Flanagan is by no means making light of the horrors or overlooking the guilt of the perpetrators but is merely observing that ultimately, with the passage of time, memories fade and disappear. This key chapter ends with this telling observation: “Of imperial dreams and dead men all that remained was long grass”.
From this moment on, the perspective of the novel shifts so that the way the past is perceived becomes fundamental to our understanding of the lives and events depicted. We find it in the way each of those accused of war crimes “conceived of his destiny differently and invented his past accordingly” and in the fading memories of an Australian widow who could not recall what her husband looked or sounded like: “she could remember nothing except that for a time, a short time, she had been lonely and cold”.
This fatalistic perspective helps explain why Flanagan should draw inspiration from the wisdom of Japanese haikus or haibuns (combinations of prose and poetry).
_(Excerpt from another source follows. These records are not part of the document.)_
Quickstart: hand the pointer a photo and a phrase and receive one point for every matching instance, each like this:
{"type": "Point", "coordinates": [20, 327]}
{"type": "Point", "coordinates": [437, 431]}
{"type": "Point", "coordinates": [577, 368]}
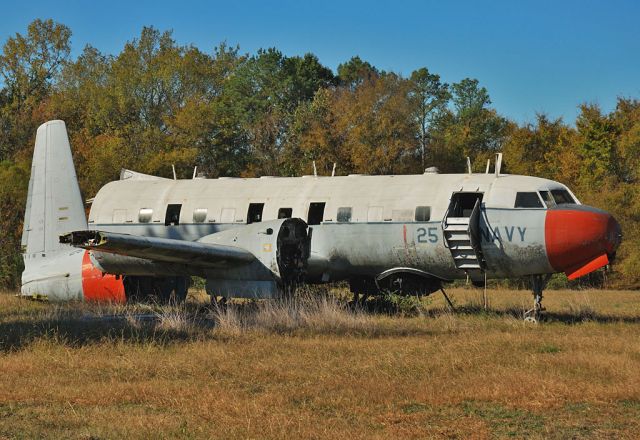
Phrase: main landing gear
{"type": "Point", "coordinates": [538, 284]}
The novel takes its title from the 17th travel journal of Matsuo Bashō (Oku no Hosomichi) while the closing chapter is prefaced by this haiku by Issa :
“In this world
we walk on the roof of hell
gazing at flowers”.
Ultimately, Flanagan shows that there is a strange continuum between the brutality of 20th century events and the lyricism of ancient poetry; indelibly tied together by the sobering truth that “all human history is a history of violence”.